🤖 AI Summary
Text-guided image editing often struggles to preserve visual consistency due to the loss of key object attributes. To address this challenge, this work introduces ABO-Edit, the first high-quality dataset specifically designed for evaluating object-level consistency in image editing. The study further reveals that the conditional embedding space of flow-matching models retains implicit information about the target image even under high noise levels. Building on this insight, the authors propose FlowMirror, a parameter-free auxiliary loss that enhances object consistency during editing without requiring any architectural modifications. Experimental results demonstrate that FlowMirror significantly outperforms existing baselines across multiple metrics, achieving notable improvements in preserving both structural integrity and semantic attributes of the edited subject.
📝 Abstract
Despite remarkable progress in text-guided image editing, generative models frequently fail to preserve visual object consistency, defined as the preservation of a subject's key attributes throughout the editing process. We address this limitation through three contributions. First, we introduce ABO-Edit, a dataset specifically designed to study object consistency, comprising over 12,000 triplets of source images, editing prompts, and high-quality target images rendered from artist-designed 3D assets, with multi-view coverage and human-verified quality control.
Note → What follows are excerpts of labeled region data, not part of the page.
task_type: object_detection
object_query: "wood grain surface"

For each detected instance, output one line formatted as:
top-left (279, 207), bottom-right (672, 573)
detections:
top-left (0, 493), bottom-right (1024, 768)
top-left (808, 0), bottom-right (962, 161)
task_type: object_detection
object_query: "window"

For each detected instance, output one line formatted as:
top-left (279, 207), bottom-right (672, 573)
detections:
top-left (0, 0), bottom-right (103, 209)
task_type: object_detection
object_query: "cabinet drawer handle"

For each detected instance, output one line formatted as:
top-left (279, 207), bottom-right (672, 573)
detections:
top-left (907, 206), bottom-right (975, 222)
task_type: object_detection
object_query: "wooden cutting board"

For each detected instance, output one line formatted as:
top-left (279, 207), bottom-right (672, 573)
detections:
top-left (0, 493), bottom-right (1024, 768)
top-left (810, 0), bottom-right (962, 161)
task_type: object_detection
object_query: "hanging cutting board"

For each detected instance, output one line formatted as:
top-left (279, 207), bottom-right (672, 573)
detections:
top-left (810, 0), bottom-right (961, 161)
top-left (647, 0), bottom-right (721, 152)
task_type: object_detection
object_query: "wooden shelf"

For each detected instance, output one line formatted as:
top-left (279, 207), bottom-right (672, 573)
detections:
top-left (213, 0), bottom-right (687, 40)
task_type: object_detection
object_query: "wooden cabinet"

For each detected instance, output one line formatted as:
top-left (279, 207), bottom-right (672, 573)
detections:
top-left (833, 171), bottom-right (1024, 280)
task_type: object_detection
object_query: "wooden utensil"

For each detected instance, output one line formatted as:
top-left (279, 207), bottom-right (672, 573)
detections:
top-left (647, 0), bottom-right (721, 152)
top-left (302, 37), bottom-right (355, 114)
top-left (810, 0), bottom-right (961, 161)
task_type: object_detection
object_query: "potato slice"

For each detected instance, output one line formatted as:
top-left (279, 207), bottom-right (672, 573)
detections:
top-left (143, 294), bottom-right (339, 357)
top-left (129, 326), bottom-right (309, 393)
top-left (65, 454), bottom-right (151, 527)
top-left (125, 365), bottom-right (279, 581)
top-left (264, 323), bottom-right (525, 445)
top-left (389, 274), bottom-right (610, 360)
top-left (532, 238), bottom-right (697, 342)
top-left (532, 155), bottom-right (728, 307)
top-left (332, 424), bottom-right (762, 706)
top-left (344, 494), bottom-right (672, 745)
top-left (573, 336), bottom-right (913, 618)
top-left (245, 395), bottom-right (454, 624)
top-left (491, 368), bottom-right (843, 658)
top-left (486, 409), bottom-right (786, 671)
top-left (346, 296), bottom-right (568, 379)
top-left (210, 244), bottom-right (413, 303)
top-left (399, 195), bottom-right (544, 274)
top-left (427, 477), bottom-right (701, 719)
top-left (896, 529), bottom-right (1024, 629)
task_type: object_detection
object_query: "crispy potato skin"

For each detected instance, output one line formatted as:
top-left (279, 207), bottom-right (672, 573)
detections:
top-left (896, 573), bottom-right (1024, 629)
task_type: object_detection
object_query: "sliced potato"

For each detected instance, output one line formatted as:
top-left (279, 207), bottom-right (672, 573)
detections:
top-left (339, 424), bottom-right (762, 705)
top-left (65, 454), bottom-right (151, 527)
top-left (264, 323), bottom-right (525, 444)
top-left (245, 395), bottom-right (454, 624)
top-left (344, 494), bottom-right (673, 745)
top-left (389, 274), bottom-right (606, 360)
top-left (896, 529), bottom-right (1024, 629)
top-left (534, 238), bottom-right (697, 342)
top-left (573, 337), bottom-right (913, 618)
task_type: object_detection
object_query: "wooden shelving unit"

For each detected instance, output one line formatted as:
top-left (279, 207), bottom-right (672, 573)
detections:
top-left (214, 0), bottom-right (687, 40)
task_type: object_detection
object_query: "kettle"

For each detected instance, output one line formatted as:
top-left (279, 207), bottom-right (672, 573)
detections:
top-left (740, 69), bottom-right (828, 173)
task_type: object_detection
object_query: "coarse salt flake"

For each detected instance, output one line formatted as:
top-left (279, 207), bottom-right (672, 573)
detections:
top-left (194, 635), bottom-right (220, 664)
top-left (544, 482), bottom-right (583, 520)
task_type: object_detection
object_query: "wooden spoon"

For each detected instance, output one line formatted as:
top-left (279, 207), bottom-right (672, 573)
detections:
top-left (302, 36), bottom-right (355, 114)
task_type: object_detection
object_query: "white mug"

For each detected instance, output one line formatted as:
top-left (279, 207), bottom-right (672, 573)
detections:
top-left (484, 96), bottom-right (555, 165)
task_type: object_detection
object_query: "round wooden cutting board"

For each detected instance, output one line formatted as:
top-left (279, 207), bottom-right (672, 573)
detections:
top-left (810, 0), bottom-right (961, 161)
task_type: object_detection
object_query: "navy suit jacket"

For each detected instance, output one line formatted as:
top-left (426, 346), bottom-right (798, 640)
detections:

Second, we uncover an overlooked property of image-editing rectified flow models: the conditioning embedding space, not directly supervised during training, encodes a prediction of the final generated image even at high noise levels. Third, exploiting this finding, we propose FlowMirror, a parameter-free auxiliary loss that supervises this conditioning embedding space. Without architectural changes, our method improves generation quality across several metrics over baselines.